To be sure, there was something good and liberal in part of his answer, and we should start with that. Romney said--correctly as a matter of deep liberalism--that for him to give representations as to the content of his faith would make him a representative of that faith, rather than of the people, who are of many faiths. To do so would be to head down the path of communalism, a political space defined not by a religiously neutral public sphere but by a division accepted as reasonably legitimate consisting of groups--religious, ethnic, whatever--that have claims on behalf of their immutably identified members.

How Mr. Novak could get from that to an assertion of a new liberal orthodoxy is quite beyond me.  I simply doubt he read the article.  What is so hard about this?

Finally, I offer a third principle, for when it is appropriate to take account of religious doctrine of a candidate.  It is in a limited circumstance - important, but limited by the previous two principles.  If a candidate asserts, or gives sufficiently good reason by his or her actions to show, that a position is rooted not in religious belief as such, but in the authority of the church, and thus puts an officeholder squarely between two authorities and obligations - church and the polity - then it is legitimate to inquire into the content of doctrine. 

I offer an example that I say flatly is hypothetical and indeed "fantastical" - the Catholic bishops announcing that any Catholic politician voting for abortion funding will be excommunicated and is therefore in peril of his or her salvation.  In that case, a genuinely devout candidate is genuinely caught between two competing authorities, the obligation to God and the obligation to the commonwealth, if, for purposes of the hypothetical, that is the will of the populace and, for example, prior to the announcement of this new doctrine, the candidate had promised to support abortion funding (saying, eg, that this was not his or her private religious view, but following the clear will of the majority).  In that case, it seems to me perfectly liberal and consistent with toleration for citizens to inquire into the content of doctrine that might lead a candidate, or even an officeholder, to vote in a way that is loyal to one's soul and God, but not loyal necessarily to one's citizens who are not necessarily of the faith. 

Any reasonable reader - no, any reader - of my article would recognize that the intent of this essay is to offer straightforward principles of liberal toleration that Mr. Novak himself would broadly endorse.  It seems pretty obvious to me that he started reading, perhaps got annoyed at the length (but surely Mr. Novak is used to reading things longer than 1500 words?) or at the tone of the essay, landed on a particular paragraph without bothering to read to whom its view was attributed, decided that it was my view, and engaged in a little drive-by libel. 

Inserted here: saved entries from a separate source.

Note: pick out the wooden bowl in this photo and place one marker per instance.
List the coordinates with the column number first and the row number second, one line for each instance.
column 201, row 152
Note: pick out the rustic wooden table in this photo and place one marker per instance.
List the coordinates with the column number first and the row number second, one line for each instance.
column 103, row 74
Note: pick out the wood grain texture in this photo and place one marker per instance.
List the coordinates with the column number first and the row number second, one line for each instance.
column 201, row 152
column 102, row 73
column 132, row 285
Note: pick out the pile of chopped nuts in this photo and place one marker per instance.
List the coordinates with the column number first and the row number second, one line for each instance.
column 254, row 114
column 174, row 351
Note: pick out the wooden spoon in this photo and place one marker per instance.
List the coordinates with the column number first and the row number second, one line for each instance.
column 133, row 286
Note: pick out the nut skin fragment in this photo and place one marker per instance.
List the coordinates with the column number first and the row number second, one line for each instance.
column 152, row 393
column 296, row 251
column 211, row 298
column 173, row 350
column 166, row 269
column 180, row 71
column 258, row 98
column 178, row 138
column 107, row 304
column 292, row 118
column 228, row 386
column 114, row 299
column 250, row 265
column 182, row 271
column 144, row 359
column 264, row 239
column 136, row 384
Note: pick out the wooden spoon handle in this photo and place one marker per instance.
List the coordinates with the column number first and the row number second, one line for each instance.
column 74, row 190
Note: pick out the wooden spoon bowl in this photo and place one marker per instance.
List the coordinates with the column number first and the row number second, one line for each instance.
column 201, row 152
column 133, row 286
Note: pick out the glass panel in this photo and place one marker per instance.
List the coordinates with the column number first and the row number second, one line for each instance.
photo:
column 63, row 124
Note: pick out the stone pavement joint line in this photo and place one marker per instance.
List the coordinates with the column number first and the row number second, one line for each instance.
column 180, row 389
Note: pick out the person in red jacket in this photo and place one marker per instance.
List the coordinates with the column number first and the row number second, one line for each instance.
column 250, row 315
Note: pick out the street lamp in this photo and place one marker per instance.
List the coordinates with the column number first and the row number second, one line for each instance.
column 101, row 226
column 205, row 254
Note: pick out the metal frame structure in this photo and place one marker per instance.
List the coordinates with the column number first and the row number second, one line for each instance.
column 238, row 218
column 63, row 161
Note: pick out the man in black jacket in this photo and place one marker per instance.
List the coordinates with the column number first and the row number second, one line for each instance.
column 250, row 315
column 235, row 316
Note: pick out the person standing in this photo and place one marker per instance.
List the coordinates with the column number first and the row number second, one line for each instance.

I understand that some readers found this essay hard to follow.  I don't defend its elegance; I was quite annoyed when I wrote it, and decided to take on all targets.  If it was too scattershot or emotional for Mr. Novak's sensibilities, my regrets.  But I can hardly think that the views he attributed to the me or the article by Mr. Novak are correct on any reading.  They are exactly what they are - views attributed to my foils, in this case Hitchens in particular.  Thirty seconds more of reading would have shown Mr. Novak this. 

I don't defend the readability of the article.  If it confused Mr. Novak then I will grant it had its problems of readability.  I do think Mr. Novak, whether my fault or his, has quite misread it.  He is, with good reason, a widely respected commentator, and his views on what the article said will and, all things being equal, should carry weight with those who might read the article Would Mr. Novak care to withdraw or amend his reading of it?